# Semantic Segmentation with convpaint and DINOv2

This notebooks demonstrates how to run a semantic segmentation on an image using DINOv2 for feature extraction and a random forest algorithm for classification. It is based on the notebook provided by convpaint.


## Imports

In [None]:
%load_ext autoreload
%autoreload 2

import napari
import numpy as np
import skimage
from matplotlib import pyplot as plt
from dino_paint_utils import (train_dino_forest,
                              predict_dino_forest,
                              selfpredict_dino_forest,
                              test_dino_forest)

## Choose the model

1) Choose the **DINOv2 model** to be used (assign None to not use DINOv2):

|key | model| features
|---|---|---|
|'s' | dinov2_vits14| 384|
|'b' | dinov2_vitb14| 768|
|'l' | dinov2_vitl14| 1024|
|'g' | dinov2_vitg14| 1536|
|+ '_r' | *base_model*_reg (not supported yet)| add registers|

2) Choose the **layers of DINOv2** to used features (give a list of indices 0-11); each layer has the number of features specific for the model as listed in the table above.

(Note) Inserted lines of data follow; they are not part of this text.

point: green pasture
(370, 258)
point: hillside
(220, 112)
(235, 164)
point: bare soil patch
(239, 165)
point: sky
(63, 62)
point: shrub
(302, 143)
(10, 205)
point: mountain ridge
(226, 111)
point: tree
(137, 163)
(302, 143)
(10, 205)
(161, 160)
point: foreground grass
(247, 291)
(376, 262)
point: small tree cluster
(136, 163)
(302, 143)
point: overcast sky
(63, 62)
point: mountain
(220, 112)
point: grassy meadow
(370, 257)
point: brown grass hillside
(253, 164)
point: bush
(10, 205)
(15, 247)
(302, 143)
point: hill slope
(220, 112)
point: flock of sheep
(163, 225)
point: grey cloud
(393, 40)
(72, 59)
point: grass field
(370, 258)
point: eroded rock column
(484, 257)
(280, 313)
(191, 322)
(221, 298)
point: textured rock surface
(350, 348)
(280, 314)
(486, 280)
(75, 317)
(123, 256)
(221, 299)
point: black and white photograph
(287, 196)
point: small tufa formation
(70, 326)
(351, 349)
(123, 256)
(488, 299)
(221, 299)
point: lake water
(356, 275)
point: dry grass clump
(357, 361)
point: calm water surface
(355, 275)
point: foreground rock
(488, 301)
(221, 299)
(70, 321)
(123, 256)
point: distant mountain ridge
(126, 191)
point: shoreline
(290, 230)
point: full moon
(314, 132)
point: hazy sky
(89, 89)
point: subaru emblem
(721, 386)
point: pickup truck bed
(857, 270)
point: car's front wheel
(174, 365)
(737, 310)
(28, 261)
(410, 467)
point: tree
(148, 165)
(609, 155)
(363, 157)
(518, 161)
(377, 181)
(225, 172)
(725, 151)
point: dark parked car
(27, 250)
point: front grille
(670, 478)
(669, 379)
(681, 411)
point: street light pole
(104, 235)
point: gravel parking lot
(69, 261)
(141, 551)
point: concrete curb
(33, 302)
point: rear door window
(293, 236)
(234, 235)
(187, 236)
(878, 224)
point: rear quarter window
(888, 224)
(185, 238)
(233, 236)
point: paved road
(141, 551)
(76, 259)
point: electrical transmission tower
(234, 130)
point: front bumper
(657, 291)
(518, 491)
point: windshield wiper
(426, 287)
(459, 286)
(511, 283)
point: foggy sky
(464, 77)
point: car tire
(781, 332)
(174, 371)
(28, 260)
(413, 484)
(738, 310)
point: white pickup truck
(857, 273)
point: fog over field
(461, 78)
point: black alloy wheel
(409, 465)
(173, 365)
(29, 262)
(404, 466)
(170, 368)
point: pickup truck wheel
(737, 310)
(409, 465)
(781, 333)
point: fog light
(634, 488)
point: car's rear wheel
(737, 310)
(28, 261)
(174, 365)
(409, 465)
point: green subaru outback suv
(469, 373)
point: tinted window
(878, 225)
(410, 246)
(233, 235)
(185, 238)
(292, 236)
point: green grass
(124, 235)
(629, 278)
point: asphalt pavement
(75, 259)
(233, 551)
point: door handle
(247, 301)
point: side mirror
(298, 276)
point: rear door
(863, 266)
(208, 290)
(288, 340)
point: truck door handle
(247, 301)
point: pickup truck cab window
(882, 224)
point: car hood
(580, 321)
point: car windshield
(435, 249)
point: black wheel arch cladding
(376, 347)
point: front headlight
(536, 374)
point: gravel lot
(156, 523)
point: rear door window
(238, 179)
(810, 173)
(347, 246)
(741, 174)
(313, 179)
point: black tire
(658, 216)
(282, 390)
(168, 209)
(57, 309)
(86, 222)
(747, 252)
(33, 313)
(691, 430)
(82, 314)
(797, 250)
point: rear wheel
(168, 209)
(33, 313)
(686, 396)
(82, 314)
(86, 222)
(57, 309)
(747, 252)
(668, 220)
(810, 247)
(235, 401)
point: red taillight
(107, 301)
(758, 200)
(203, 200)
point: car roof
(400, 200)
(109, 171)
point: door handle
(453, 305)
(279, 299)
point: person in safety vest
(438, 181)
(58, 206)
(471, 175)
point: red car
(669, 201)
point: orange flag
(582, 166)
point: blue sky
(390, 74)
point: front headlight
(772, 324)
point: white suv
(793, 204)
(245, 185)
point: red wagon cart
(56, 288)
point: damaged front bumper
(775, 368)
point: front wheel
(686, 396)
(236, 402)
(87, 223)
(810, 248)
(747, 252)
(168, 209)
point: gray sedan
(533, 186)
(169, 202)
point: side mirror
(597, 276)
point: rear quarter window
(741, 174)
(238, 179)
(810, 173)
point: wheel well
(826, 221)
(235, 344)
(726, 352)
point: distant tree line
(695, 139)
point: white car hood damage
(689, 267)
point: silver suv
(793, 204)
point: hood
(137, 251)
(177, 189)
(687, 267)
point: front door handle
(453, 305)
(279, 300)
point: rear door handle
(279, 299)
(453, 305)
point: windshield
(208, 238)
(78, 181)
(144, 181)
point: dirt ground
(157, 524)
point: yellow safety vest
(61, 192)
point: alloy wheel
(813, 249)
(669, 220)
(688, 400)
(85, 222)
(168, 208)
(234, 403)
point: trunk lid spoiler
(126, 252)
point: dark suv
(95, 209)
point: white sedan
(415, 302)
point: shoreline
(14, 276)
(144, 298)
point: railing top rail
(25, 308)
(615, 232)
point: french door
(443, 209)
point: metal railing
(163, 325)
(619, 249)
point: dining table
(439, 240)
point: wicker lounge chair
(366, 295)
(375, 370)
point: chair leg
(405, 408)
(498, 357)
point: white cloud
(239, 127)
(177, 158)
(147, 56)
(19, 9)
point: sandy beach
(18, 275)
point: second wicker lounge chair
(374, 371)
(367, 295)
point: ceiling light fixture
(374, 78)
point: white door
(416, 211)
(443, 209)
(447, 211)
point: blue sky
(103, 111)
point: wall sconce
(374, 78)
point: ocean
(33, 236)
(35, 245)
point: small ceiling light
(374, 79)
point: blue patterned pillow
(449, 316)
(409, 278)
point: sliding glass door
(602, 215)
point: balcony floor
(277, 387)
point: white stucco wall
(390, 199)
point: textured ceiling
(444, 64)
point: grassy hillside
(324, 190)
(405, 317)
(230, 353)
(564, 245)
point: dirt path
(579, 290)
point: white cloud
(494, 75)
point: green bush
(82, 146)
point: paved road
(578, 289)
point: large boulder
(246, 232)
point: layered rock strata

3) Choose the **layers of VGG16** to be attatched as additional features (give a list of indices; only use Conv2d layers; assign None to not use VGG16):

|index|layer|
|---|---|
|**0**|**Conv2d3, 64, kernel_size=3, stride=1, padding=1**|
|1|ReLUinplace=True|
|**2**|**Conv2d64, 64, kernel_size=3, stride=1, padding=1**|
|3|ReLUinplace=True|
|4|MaxPool2dkernel_size=2, stride=2, padding=0, dilation=1, ceil_mode=False|
|**5**|**Conv2d64, 128, kernel_size=3, stride=1, padding=1**|
|6|ReLUinplace=True|
|**7**|**Conv2d128, 128, kernel_size=3, stride=1, padding=1**|
|8|ReLUinplace=True|
|9|MaxPool2dkernel_size=2, stride=2, padding=0, dilation=1, ceil_mode=False|
|**10**|**Conv2d128, 256, kernel_size=3, stride=1, padding=1**|
|11|ReLUinplace=True|
|**12**|**Conv2d256, 256, kernel_size=3, stride=1, padding=1**|
|13|ReLUinplace=True|
|**14**|**Conv2d256, 256, kernel_size=3, stride=1, padding=1**|
|15|ReLUinplace=True|
|16|MaxPool2dkernel_size=2, stride=2, padding=0, dilation=1, ceil_mode=False|
|**17**|**Conv2d256, 512, kernel_size=3, stride=1, padding=1**|
|18|ReLUinplace=True|
|**19**|**Conv2d512, 512, kernel_size=3, stride=1, padding=1**|
|20|ReLUinplace=True|
|**21**|**Conv2d512, 512, kernel_size=3, stride=1, padding=1**|
|22|ReLUinplace=True|
|23|MaxPool2dkernel_size=2, stride=2, padding=0, dilation=1, ceil_mode=False|
|**24**|**Conv2d512, 512, kernel_size=3, stride=1, padding=1**|
|25|ReLUinplace=True|
|**26**|**Conv2d512, 512, kernel_size=3, stride=1, padding=1**|
|27|ReLUinplace=True|
|**28**|**Conv2d512, 512, kernel_size=3, stride=1, padding=1**|
|29|ReLUinplace=True|
|30|MaxPool2dkernel_size=2, stride=2, padding=0, dilation=1, ceil_mode=False|

4) Choose if the **image itself** (3 rgb channels) shall be added as features.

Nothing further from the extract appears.